Ils ont quitté la Puerta del sol…

Éditos Publié le 14 juin 2011
Les Indignados sont à la politique ce que les ovni sont à l’aviation… On peut les ignorer mais pourtant ils volent !

Depuis plusieurs années maintenant, nous sommes quelques uns à dénoncer notre préférence systématique pour le présent et le caractère demiurgique de nos politiques publiques, qui sacrifient une jeunesse désormais convaincue qu’elle vivra moins bien que ses parents.

Printemps arabe, Indignados espagnols, jeunesse grecque et French Revolution : malgré les évidentes différences d’aspirations premières et de contexte, la parenté est patente.

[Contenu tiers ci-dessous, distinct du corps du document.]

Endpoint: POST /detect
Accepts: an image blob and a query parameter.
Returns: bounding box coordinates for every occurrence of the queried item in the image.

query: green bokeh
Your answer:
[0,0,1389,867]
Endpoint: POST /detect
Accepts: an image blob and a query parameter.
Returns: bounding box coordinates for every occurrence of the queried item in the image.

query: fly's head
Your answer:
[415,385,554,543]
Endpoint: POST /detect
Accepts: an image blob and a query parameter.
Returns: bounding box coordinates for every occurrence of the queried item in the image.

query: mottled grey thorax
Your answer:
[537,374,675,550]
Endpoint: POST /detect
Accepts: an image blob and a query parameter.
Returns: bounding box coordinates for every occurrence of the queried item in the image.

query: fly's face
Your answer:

C’est un mouvement fascinant, et en même temps étrange, qui a vu une jeunesse arabe se soulever, reprendre son destin en main en exigeant la démocratie qu’elle voit depuis des années de l’autre côté de la Méditerranée. Une sorte d’aspiration « à être comme vous ».  Un élan et un souffle qui a servi paradoxalement d’exemple et donné aux jeunesses européennes le courage de se dire : il n’y a pas de fatalité à ce que la société ne nous entende pas.

C’est l’exemple qui prend sur l’exemple, créant une solidarité et une fièvre qui balayent d’un revers de main des frontières que les dirigeants politiques veulent à tout prix renforcer chaque jour. C’est dans ces instants, ces mouvements citoyens inattendus et indomptables, que l’on sent et l’on vibre à l’idée que l’on arrive à un tournant de l’histoire, de l’histoire avec un grand H.

Et pourtant qu’y a-t-il de commun entre les Révolutions Arabes, la Spanish Revolucion et la French Revolution ?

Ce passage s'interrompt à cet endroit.